Factory chicken farming is about to get a roasting. If Jamie Oliver gets his way, the cheapest chicken will go the way of the Turkey Twizzler after his school dinners campaign. In a new one-off programme on Channel 4, Jamie’s Fowl Dinners, the chef champions the cause of chickens.
He will expose the reasons why the meat we eat more than any other costs so little and will show why we should all buy higher-welfare birds. “A chicken should never cost £3. I want the public to see the truth and I think they’ll make the right choices,” he says, talking exclusively to Body&Soul about his campaign.
When Asda knocked the price off a whole bird down to £2 last summer, the poor chicken’s value hit an all-time low. “This is screwing down prices on live animals,” Oliver says. “The supermarket price wars are to the detriment of the animals and the farmer.” He’s afraid that if we continue to insist on cheap chicken, Britain’s poultry industry will die a death as swift and ugly as that of the 16 million five-week-old broilers killed every week to be sold for the price of a pint.

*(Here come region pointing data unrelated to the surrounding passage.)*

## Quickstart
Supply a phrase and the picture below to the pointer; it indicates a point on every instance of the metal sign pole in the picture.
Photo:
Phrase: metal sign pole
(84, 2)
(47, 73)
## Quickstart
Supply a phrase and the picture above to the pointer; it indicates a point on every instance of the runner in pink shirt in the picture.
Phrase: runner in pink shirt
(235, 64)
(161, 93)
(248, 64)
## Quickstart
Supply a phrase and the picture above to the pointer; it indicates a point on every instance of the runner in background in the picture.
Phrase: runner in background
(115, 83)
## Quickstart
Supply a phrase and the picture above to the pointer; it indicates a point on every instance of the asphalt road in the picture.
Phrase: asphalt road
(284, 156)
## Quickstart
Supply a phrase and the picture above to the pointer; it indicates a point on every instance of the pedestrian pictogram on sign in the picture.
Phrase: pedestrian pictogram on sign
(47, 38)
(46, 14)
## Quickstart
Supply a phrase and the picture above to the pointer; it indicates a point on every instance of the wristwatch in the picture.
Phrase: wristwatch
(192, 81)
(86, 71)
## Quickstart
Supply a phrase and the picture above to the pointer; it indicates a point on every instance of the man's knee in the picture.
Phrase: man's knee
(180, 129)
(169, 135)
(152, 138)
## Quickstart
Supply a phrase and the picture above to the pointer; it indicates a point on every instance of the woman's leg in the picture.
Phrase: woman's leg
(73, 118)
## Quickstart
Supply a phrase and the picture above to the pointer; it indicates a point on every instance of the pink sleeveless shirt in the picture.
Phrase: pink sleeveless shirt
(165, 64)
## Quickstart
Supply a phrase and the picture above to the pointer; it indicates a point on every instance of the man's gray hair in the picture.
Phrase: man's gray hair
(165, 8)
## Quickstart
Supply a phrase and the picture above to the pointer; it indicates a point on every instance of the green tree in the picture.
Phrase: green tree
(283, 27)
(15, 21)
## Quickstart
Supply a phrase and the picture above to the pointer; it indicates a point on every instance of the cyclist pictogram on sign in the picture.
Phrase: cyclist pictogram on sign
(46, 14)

Chickens are woodland creatures that like to scratch and roam outside, as well as to perch, play and shelter indoors. Yet free-range and organic chickens, which have grown up with grass underfoot, are a privileged minority – 95 per cent of Britain’s birds are fattened quickly in huge, overcrowded, windowless sheds. They’re a fast-growing breed, which reaches the right size for slaughter twice as quickly as factory-farmed chickens 30 years ago. “Many people call this the Frankenstein chicken,” Oliver says.